Graduating from Boston University in 1903, Ryan went on to work for the Riverside Press in Cambridge, Massachusetts, and as a staff member of the Congregationalist and National magazines, as well as the Boston American. In 1910, she became managing editor of a suffrage publication, the Woman's Journal. In 1915, Agnes E. Ryan married Henry Bailey Stevens, who worked as the assistant editor for the Woman's Journal. In order to keep her last name, she went to court and successfully challenged the law that required women to take their husband's last name. The couple adopted two children, Peter and Patricia.

In 1917, Ryan and Stevens resigned from the Woman's Journal in part because of their opposition to World War I. In 1918, when Henry accepted a job in Durham, N.H., as the director of the Agricultural Experiment Station and Cooperative Extension Service at the New Hampshire College of Agriculture and the Mechanic Arts, later the University of New Hampshire, Agnes followed, organizing the New Hampshire Peace Union, writing poetry, becoming active in the MacDowell Colony of Peterborough, New Hampshire, and serving as a speaker for the Women's International League for Peace and Freedom.

Ryan was among the feminist vegetarians who, during World War I, made a connection between meat eating and the killing of human beings in the Great War. She was a member of the Millennium Guild.

In Ryan's unpublished novel, "Who Can Fear Too Many Stars?," she depicts vegetarianism as a way of resisting male dominance.

Ryan's papers are archived at the Arthur and Elizabeth Schlesinger Library on the History of Women in America, Radcliffe Institute for Advanced Study, Harvard University, and include unpublished novels, diaries, correspondences, an autobiography, and other writings.

==Reception==

Carol J. Adams argues that Ryan's "the Cancer Bogy" was perhaps the first modern vegetarian health guide.

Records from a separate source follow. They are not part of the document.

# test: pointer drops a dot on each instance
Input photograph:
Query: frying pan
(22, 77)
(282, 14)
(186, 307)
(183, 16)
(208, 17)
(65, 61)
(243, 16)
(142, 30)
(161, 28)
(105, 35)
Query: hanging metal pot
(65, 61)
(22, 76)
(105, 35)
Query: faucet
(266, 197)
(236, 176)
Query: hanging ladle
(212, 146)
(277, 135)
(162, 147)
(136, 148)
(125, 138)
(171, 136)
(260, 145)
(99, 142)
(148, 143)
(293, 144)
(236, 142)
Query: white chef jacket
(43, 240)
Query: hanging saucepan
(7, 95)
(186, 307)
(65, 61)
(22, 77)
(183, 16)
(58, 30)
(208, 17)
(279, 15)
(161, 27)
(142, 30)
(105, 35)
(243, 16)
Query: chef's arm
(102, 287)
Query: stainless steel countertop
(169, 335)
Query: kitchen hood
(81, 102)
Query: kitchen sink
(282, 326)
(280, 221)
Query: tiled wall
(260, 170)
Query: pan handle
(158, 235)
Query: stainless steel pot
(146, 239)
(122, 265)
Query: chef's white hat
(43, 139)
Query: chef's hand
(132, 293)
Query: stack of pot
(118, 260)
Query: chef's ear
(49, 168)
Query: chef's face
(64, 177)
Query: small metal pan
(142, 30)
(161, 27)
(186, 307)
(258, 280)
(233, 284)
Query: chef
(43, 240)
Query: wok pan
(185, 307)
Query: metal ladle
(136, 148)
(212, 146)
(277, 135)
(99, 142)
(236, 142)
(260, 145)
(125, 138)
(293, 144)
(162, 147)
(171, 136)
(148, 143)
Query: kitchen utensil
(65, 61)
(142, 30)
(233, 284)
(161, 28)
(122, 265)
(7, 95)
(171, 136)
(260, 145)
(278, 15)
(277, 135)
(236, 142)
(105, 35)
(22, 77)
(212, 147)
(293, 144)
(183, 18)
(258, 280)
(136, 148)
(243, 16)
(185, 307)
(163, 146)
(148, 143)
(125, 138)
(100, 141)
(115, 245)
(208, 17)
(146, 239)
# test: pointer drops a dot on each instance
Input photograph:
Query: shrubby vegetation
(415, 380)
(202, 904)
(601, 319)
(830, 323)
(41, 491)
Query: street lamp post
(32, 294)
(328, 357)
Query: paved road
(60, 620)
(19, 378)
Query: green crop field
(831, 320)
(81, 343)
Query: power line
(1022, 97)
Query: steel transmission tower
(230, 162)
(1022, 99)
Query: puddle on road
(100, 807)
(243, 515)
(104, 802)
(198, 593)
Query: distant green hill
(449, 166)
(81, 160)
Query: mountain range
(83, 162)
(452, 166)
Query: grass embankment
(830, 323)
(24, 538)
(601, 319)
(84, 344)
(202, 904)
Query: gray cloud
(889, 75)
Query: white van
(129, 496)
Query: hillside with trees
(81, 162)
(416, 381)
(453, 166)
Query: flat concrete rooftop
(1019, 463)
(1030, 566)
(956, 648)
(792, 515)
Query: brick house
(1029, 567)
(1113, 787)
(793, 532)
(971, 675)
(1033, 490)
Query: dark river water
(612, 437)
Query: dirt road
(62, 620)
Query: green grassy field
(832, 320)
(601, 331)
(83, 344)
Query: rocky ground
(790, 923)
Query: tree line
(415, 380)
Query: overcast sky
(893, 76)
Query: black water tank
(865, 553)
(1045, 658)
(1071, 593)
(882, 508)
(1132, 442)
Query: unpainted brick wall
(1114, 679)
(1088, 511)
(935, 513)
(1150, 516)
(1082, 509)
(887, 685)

Josephine Donovan mentions that Ryan is one of the many first-wave feminists who advocated for animal rights.

==Selected publications==

- The Torch Bearer. A Look Forward and Back at the Woman's Journal, the Organ of the Woman's Movement (1916)
- A Whisper of Fire (1919)
- For the Church Door (1943)
- A Ph.D. thesis, "Priestess of reform: The life of Agnes Ryan, 1878-1954," by Marcia Rollinson is housed at the University of New Hampshire.